Constitution Day was celebrated in a special way in Tulsa when 67 people from other nations became U.S. citizens last week.
The naturalization ceremony in the U.S. District Court, Northern District of Oklahoma was the second within two days. Earlier, 49 people became new citizens.
Chief U.S. District Judge Gregory K. Frizzell noted the anniversary as he welcomed the candidates and their families to the fourth-floor courtroom.
“This is a big day for all of us,” he said, “particularly for those about to become citizens, their families and friends. Each of us in this court consider it to be a special privilege to be in this court, to be part of this occasion.”
“This is a happy day,” Brenda Schwartz, citizenship and immigration services representative, told the 67 people about to become U.S. citizens prior to the start of the ceremony.
Somber faces among the candidates indicated they were apprehensive about the upcoming proceedings.
Schwartz told the soon-to-be citizens that while she had been strict in the assembly room, that everyone could relax “and smile” because this was their day. She reminded the candidates that they had to take the oath saying “So Help Me God” after it had been read by Frizzell and Congressman Jim Bridenstine.
She encouraged the candidates to smile and wave to their family members when they stood as their country of origin was called.
Following the ceremony the new citizens were urged to register to vote because the time was short and the cutoff date was Oct. 14 to vote in the Nov. 8 election.
Meanwhile, Ruby Shadley sang “God Bless America” and “The Star Spangled Banner” during the ceremony. The 2015 Union High School graduate is attending The American Musical and Dramatic Academy in New York City and recently played the lead role of Laurie in Theatre Tulsa’s production of “Oklahoma.”
Booker Gillespie, who has sung at previous naturalization ceremonies, heard Shadley sing and encouraged her to be part of the special ceremony.
Bridenstine, sitting next to Frizzell, told how he became aware of the freedoms that U.S. citizens experience in 2001 as a young U.S. Navy officer when he was assigned to temporary duty in South Korea.
He visited the DMZ (Demilitarized Zone) at Panmunjong dividing North Korea and South Korea saw what appeared to be a prosperous city near the border.
But it was through a Japanese soldier that Bridenstine learned that it was a propaganda city; there were no windows or doors on the buildings. It was an attempt to entice South Koreans and others to come to the North and “the land of opportunity.”
This was at a time when 5 percent of the population was starving, he said. They also had a billboard that proclaimed “Our generals are better than yours.”
“I don’t fight for generals,” Bridenstine said. “I fight to support the U.S. Constitution, the Bill of Rights and the liberty to voice my opinion through the ballot box.”
Frizzell noted the inscription on the U.S. dollar bill reads E Pluribus Unum — out of many, one — and that it applies to everyone.

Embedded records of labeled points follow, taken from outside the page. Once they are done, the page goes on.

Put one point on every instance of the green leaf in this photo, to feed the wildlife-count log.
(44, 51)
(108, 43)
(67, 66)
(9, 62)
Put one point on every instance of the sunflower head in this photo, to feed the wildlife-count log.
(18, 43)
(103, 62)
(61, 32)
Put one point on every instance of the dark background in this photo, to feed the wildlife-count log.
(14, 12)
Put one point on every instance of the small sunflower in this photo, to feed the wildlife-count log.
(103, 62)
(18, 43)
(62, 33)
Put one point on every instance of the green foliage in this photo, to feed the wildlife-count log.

All are equally protected under the law.
“My sixth great-grandfather fled Scotland to escape Cromwell and found a land where he could be free and worship as he wanted,” he said.
Lisa Parsons, from Canada, said she has lived in the U.S. for 11 years and this country “feels like home.” She attended the University of Tulsa College of Law and works for the Paladin Land Group.

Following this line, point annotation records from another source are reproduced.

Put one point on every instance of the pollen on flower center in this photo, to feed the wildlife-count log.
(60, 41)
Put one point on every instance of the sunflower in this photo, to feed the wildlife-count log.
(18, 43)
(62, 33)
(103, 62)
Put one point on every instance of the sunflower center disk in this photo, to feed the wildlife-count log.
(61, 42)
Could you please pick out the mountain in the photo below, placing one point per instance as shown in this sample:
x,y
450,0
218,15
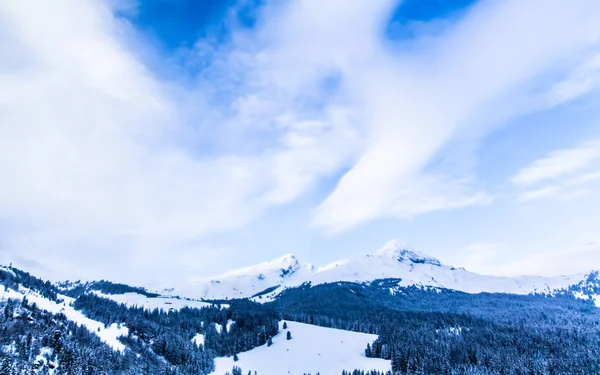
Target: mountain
x,y
395,260
108,328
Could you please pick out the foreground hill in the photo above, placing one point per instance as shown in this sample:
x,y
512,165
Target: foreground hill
x,y
106,328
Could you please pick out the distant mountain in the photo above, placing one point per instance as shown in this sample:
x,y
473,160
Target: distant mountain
x,y
395,260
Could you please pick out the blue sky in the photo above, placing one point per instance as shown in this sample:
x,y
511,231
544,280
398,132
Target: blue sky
x,y
184,138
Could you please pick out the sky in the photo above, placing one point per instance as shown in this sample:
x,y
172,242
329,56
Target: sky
x,y
154,141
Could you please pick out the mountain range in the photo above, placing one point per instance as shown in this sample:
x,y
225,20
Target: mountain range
x,y
395,260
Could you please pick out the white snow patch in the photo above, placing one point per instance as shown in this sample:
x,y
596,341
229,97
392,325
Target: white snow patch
x,y
229,324
151,303
108,335
198,339
312,349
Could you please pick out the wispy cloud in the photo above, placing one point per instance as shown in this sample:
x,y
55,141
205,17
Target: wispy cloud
x,y
558,164
99,156
566,172
458,84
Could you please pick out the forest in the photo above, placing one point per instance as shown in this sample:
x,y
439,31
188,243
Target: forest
x,y
421,330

Robert Vandommelen, from Holland, has been in the U.S. since 1970. Friends encouraged him to apply for citizenship, and Vandommelen, now retired, had worked as a chef in the Old Georgia Room at Hotel Phillips in Bartlesville.
Dung Thi Mi Nguyen, from Vietnam, and her husband, Tan, own Model Nails in Tulsa. Owning a business is a freedom that she has wanted.
“I love this country and want to be here the rest of my life,” she said.
Large numbers of people from Burma and Mexico were among the new citizens.